2. Archimedean Screw
As you can tell by its name, the original version was credited to Archimedes, although it may have been created by other Greek engineers or even been invented several hundred years earlier in Assyria. That said, Leonardo improved the capacity of the pump to lift water from a low-lying source to a higher level by optimizing the incline of the screw as well as the number of coils. Archimedes' Screw was used for irrigation, draining swamps, and providing water to towns. Note that the crank part was actually at the base, and propelled the water upwards, although it's reversed in this photo for display purposes.
3. Study for the Wing of a Flying Machine
Who hasn't dreamed of flying with wings? It's fascinating to see how Leonardo explored flight, through this study for a winged flying machine. A lever worked to transmit human power and cause the necessary thrust to propel the machine upwards.
Leonardo's inventions encompassed military machines such as this tank, the original sketch of which can be seen in the British Museum. Eight men were required to operate the cranks that enabled the tank to move in every possible direction.
5. Human Anatomy
Leonardo studied anatomy during his apprenticeship to painter and sculptor Andrea del Verrocchio, who considered anatomy an essential discipline for all his pupils. By dissecting corpses at the Hospital of Santa Maria Nuova in Florence, Leonardo was able study the human skeleton, muscles and organs. His sketches and notations would have contributed significantly to the field medical science of Leonardo's time, had they been published, although unfortunately they were simply left to his heir and only a few of them were included in a treatise on painting published over a hundred years later.

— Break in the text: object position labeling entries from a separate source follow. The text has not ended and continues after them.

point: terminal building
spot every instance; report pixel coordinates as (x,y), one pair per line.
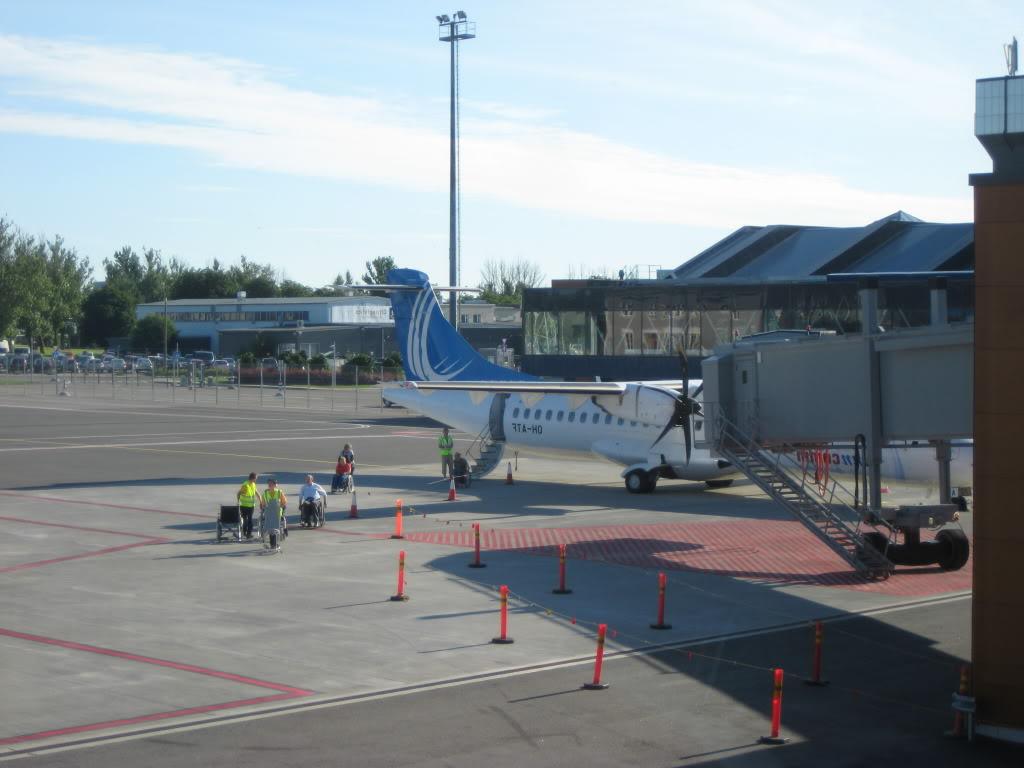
(350,324)
(758,279)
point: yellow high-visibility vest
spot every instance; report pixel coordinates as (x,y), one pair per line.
(247,495)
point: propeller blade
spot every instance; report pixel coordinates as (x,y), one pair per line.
(684,364)
(688,437)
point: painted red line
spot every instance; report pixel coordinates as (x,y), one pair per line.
(76,527)
(66,558)
(104,504)
(145,718)
(156,662)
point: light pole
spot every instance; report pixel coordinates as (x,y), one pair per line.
(452,31)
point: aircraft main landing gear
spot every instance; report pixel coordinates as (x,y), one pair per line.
(641,481)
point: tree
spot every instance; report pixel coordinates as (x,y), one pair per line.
(377,270)
(9,296)
(68,275)
(504,282)
(30,281)
(148,333)
(290,288)
(108,312)
(256,280)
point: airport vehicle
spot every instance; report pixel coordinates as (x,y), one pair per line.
(652,428)
(229,520)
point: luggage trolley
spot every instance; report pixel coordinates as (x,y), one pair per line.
(229,521)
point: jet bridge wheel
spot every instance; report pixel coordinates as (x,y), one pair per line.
(877,541)
(955,549)
(641,481)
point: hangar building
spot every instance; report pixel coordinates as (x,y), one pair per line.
(757,279)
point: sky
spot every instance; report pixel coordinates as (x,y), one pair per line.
(595,136)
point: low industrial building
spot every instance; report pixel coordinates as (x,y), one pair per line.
(349,324)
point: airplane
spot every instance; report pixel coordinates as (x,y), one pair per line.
(651,428)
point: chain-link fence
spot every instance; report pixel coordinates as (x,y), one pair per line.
(348,388)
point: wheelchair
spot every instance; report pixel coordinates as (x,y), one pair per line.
(311,512)
(229,521)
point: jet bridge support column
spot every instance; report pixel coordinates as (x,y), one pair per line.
(943,455)
(868,293)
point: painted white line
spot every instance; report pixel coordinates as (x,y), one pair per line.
(276,438)
(330,700)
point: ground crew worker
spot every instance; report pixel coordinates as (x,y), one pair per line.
(444,444)
(274,505)
(248,496)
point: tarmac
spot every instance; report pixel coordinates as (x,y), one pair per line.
(129,635)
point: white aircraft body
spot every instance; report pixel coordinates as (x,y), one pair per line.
(652,429)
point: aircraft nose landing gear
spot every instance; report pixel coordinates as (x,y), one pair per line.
(640,481)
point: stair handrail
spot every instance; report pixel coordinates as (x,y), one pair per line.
(829,514)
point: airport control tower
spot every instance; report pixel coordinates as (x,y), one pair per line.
(998,410)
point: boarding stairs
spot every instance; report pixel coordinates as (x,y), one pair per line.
(819,507)
(484,454)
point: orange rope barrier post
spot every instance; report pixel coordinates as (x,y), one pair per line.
(476,546)
(663,582)
(401,596)
(561,572)
(397,520)
(816,665)
(504,638)
(596,684)
(776,712)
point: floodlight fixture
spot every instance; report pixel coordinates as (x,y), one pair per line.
(452,31)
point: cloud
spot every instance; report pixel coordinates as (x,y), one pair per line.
(233,114)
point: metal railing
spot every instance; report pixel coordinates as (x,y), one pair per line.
(822,509)
(350,388)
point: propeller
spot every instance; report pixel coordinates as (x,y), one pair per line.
(685,408)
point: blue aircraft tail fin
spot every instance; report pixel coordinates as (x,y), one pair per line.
(431,349)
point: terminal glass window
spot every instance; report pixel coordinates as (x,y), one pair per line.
(573,333)
(542,333)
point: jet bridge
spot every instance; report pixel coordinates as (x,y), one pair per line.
(770,396)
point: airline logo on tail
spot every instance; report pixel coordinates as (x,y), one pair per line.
(432,350)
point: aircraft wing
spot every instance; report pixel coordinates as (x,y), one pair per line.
(528,387)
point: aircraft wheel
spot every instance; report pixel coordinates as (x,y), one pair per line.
(955,549)
(639,481)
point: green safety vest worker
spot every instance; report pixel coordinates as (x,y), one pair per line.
(247,494)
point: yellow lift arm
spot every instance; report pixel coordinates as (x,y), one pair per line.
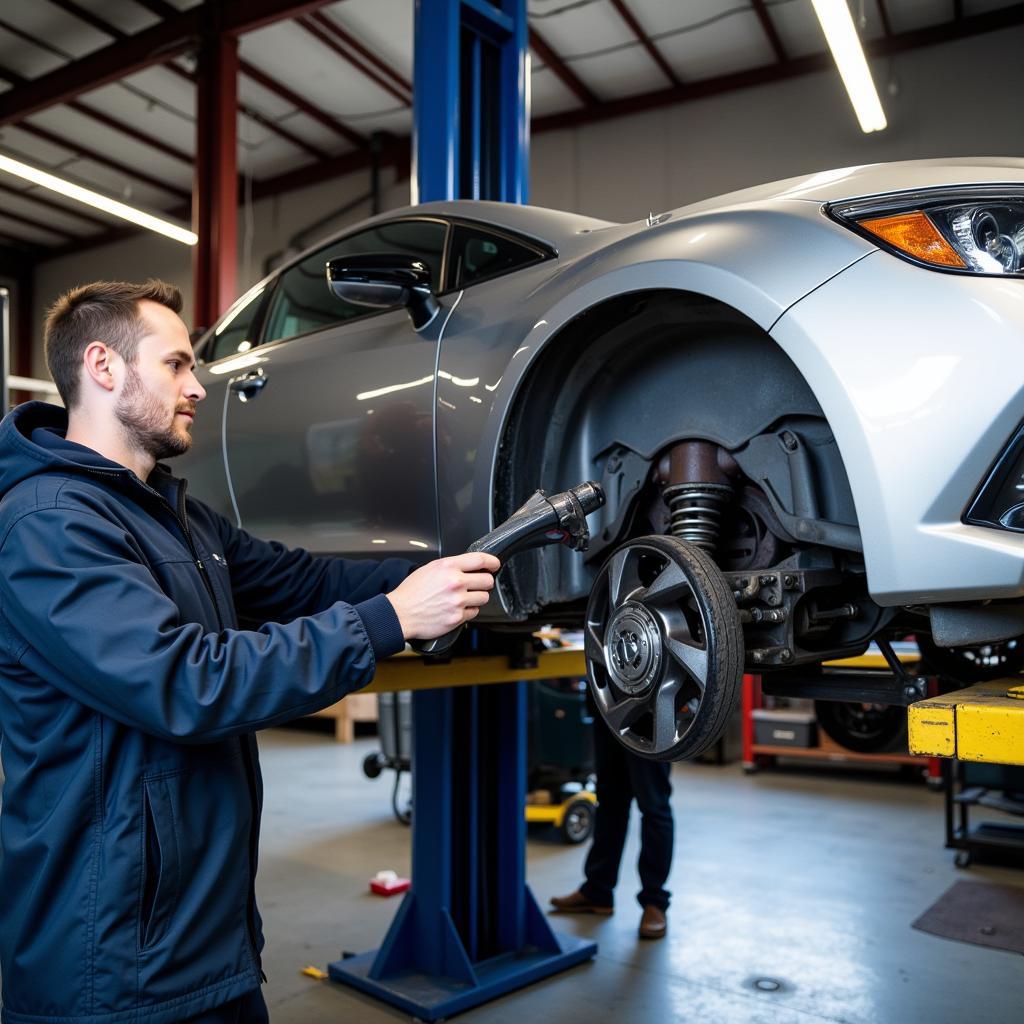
(984,722)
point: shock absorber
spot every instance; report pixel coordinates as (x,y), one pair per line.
(697,491)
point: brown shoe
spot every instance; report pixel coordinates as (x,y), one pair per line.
(652,924)
(578,903)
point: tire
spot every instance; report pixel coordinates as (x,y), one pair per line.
(864,728)
(578,825)
(665,648)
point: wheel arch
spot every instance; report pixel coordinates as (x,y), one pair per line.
(578,396)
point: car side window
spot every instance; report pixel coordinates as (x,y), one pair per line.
(303,302)
(235,332)
(478,254)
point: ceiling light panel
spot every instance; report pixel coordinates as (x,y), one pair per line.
(801,31)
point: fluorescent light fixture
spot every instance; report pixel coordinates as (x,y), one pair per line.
(849,56)
(104,203)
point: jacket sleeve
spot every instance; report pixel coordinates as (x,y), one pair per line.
(269,581)
(89,617)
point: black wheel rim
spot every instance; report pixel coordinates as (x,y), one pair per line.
(646,649)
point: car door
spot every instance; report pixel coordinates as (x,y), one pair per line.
(219,354)
(329,429)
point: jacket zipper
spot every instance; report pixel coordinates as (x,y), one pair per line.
(247,758)
(182,520)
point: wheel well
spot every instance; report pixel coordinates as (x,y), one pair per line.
(705,371)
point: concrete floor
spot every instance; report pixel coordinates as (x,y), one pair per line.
(811,879)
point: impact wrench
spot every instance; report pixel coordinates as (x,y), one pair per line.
(544,519)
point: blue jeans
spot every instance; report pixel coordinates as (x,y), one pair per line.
(623,777)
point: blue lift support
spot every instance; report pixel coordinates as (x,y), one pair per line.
(469,930)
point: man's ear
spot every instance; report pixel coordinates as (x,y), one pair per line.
(98,360)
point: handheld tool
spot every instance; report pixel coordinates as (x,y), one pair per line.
(543,519)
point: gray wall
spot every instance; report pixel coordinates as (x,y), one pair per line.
(955,99)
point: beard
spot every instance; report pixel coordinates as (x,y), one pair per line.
(143,421)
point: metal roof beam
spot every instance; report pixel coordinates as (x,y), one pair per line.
(155,45)
(33,197)
(336,39)
(159,7)
(20,218)
(300,102)
(86,15)
(628,16)
(561,69)
(99,158)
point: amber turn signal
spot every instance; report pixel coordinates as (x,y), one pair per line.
(914,235)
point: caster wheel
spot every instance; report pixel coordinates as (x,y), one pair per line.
(578,825)
(664,647)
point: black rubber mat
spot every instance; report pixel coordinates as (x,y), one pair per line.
(986,914)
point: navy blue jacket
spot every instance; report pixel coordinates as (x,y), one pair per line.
(128,701)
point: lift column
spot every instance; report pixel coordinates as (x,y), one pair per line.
(469,930)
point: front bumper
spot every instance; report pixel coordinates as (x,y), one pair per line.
(921,376)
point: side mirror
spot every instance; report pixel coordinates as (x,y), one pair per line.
(383,281)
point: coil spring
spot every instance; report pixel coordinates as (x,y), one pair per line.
(695,512)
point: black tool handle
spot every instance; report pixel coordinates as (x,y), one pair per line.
(560,518)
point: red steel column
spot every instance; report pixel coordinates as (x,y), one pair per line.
(215,187)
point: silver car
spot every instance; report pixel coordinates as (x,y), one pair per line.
(803,400)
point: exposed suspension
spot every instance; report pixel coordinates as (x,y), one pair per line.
(697,491)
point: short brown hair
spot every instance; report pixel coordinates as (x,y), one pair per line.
(104,310)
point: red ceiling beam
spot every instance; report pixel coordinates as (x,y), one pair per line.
(101,159)
(395,153)
(103,26)
(261,119)
(215,196)
(761,9)
(558,66)
(90,112)
(86,15)
(342,43)
(158,44)
(637,29)
(1004,17)
(129,130)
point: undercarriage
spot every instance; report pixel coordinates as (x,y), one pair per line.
(719,574)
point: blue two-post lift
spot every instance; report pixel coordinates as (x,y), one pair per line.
(470,929)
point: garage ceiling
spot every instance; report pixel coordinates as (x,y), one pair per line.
(313,88)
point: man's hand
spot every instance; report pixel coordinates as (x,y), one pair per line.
(443,594)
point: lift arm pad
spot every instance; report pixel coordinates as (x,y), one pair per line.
(984,722)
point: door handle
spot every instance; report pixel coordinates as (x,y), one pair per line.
(249,386)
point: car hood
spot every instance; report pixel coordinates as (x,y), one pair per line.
(872,179)
(569,232)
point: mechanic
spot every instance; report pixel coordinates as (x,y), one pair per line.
(129,696)
(622,777)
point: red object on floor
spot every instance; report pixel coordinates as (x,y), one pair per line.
(389,887)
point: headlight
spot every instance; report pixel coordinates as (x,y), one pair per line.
(976,230)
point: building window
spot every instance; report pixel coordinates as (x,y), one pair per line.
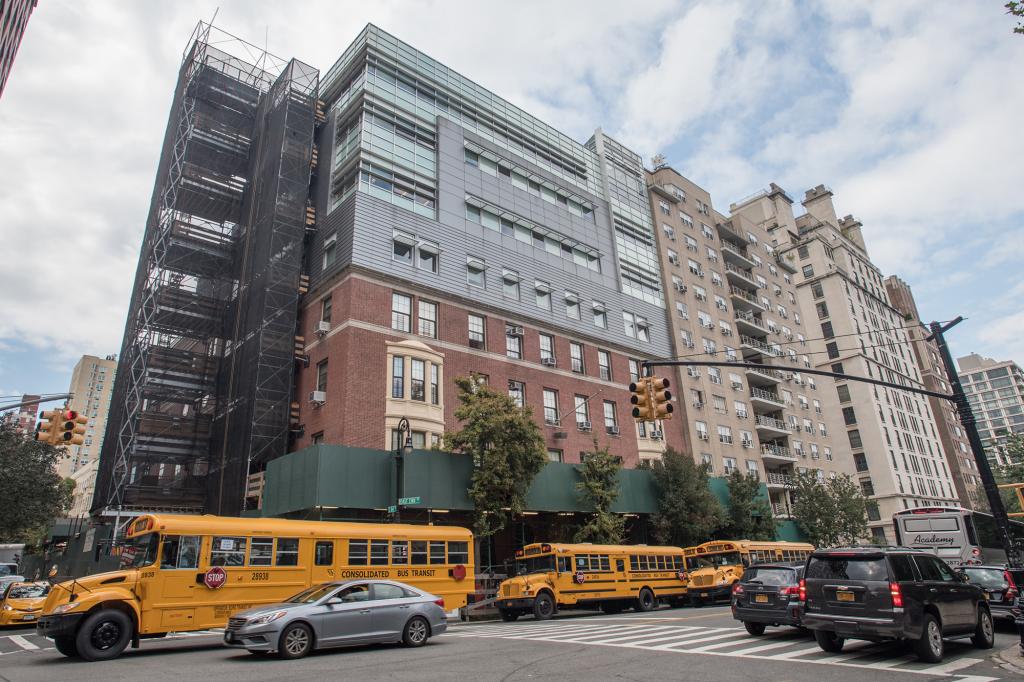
(543,291)
(582,410)
(417,377)
(551,407)
(610,424)
(576,356)
(428,320)
(517,391)
(604,365)
(397,377)
(401,248)
(401,312)
(513,341)
(330,251)
(476,331)
(476,271)
(510,284)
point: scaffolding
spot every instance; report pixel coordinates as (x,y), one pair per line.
(204,384)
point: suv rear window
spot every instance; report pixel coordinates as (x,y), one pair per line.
(772,577)
(847,568)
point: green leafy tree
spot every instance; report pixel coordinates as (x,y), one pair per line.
(33,493)
(507,448)
(599,486)
(750,514)
(832,512)
(688,513)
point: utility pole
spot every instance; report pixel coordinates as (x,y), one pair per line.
(984,468)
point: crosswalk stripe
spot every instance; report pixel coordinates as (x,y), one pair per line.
(23,642)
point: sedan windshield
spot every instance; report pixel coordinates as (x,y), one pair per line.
(140,551)
(28,591)
(716,560)
(535,564)
(314,593)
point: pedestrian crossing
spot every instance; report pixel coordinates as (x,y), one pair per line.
(782,644)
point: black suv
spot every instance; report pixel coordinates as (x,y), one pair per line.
(892,593)
(768,594)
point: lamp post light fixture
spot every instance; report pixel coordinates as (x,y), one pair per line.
(403,449)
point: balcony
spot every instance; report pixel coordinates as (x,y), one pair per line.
(774,479)
(740,275)
(742,299)
(750,323)
(776,453)
(736,253)
(763,377)
(770,426)
(770,399)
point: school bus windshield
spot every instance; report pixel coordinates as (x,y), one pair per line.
(535,564)
(140,551)
(716,560)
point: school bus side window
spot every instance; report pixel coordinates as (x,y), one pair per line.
(288,552)
(357,552)
(261,552)
(179,552)
(227,551)
(324,553)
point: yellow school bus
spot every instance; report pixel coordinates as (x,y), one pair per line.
(192,572)
(717,565)
(552,577)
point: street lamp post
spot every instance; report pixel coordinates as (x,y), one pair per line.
(403,449)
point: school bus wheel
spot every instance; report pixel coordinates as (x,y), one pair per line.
(544,606)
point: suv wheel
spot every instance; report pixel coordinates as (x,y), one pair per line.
(828,641)
(930,647)
(984,634)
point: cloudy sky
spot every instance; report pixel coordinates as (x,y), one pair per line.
(908,111)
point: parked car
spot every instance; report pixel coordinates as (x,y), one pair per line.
(892,593)
(998,585)
(23,602)
(768,594)
(339,613)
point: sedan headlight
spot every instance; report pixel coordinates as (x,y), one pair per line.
(266,617)
(64,608)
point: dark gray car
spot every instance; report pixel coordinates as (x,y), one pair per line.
(340,613)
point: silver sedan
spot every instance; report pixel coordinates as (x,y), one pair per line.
(340,613)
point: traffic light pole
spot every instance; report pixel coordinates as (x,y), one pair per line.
(957,397)
(984,468)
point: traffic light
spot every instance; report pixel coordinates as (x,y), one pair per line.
(71,428)
(643,405)
(660,395)
(46,430)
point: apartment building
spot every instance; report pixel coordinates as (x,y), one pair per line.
(91,386)
(855,330)
(933,373)
(731,298)
(995,391)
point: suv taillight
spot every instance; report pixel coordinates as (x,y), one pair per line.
(897,596)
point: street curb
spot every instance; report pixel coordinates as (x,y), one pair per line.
(1011,658)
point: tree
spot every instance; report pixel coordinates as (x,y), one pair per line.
(687,511)
(599,486)
(507,448)
(33,493)
(750,514)
(829,512)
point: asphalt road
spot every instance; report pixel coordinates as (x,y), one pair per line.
(670,644)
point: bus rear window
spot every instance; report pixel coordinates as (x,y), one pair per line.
(847,568)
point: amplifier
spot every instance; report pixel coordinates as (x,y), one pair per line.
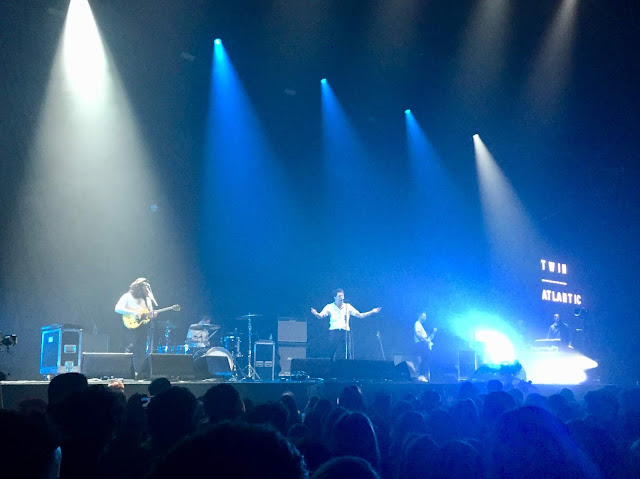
(264,359)
(60,349)
(288,352)
(290,330)
(467,364)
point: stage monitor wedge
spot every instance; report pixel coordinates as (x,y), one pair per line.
(108,365)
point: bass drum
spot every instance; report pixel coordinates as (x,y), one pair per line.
(219,362)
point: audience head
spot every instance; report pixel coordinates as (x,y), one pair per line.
(241,451)
(292,409)
(28,446)
(273,414)
(458,459)
(353,435)
(64,385)
(430,400)
(346,467)
(171,416)
(494,385)
(419,457)
(158,385)
(351,399)
(222,403)
(530,443)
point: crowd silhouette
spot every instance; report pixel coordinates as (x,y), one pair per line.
(485,431)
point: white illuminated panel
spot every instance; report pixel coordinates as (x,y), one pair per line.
(554,273)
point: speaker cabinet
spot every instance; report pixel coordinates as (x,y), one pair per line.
(108,365)
(290,330)
(411,361)
(170,366)
(95,343)
(60,349)
(288,353)
(264,359)
(314,368)
(364,369)
(467,364)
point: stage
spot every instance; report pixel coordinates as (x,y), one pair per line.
(12,392)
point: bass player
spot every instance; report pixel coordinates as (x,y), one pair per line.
(138,306)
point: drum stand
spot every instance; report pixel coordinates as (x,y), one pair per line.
(251,373)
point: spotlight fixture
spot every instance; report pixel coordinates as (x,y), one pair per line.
(8,340)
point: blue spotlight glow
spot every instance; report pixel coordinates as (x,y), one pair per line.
(498,348)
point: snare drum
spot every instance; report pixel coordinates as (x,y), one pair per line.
(219,362)
(232,344)
(181,349)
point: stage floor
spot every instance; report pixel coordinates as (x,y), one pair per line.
(12,392)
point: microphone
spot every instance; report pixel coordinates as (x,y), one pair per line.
(151,297)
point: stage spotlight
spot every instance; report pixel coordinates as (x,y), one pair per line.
(498,348)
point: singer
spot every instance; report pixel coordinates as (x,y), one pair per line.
(339,314)
(138,301)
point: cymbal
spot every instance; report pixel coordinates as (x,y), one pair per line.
(248,316)
(200,327)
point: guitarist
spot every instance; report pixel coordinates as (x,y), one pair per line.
(424,345)
(140,302)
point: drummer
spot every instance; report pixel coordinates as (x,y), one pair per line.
(200,333)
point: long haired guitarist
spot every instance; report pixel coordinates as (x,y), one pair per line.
(137,307)
(424,344)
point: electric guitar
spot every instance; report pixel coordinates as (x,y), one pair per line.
(429,339)
(133,321)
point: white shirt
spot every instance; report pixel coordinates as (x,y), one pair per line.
(339,317)
(128,304)
(419,333)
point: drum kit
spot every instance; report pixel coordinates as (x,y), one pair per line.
(233,346)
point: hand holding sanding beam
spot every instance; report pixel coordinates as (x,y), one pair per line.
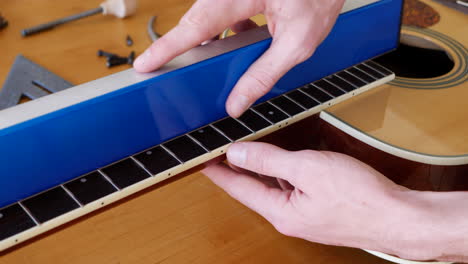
(118,8)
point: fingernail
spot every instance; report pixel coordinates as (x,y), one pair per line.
(142,59)
(239,104)
(237,154)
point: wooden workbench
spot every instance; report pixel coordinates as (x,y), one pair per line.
(189,220)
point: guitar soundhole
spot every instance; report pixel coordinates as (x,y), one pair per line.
(416,62)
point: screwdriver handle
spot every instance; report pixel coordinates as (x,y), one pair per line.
(50,25)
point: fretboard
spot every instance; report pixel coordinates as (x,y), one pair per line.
(70,200)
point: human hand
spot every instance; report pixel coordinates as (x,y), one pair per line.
(324,197)
(297,28)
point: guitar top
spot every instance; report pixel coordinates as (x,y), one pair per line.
(420,119)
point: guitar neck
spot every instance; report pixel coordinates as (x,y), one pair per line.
(70,200)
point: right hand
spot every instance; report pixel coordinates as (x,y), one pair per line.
(297,28)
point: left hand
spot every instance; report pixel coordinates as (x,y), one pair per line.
(323,197)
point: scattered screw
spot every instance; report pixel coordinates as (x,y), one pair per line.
(115,61)
(131,58)
(129,41)
(102,53)
(3,22)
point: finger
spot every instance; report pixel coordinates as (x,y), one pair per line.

Here's the museum's depiction of the anatomical systems Leonardo studied:
6. Oil Press
Having savored such delicious olive oil during our trip to Italy, it was somehow very appropriate to see this model of an olive oil press, based on Leonardo's sketches. This one was meant to be powered by a horse, with a lever applying pressure to the olives inside the bag to squeeze out the oil.
Leonardo's parachute is shaped as a pyramid, and was conceived of more as a gliding device (in keeping with his other flying machine inventions) rather than for rescue purposes.
8. Revolving Crane
“Crane” was one of my son's early words in both English and Russian, perhaps because they are so common in perpetually-under-construction NYC. Leonardo's revolving crane is able to rotate a full 360 degrees, thanks to a series of rollers that minimize friction between the base and the platform.
9. Paddle Boat
While it wasn't interactive, we enjoyed looking at Leonardo's paddle boat, with a pedal system that propelled the boat in a similar way to modern paddle boats.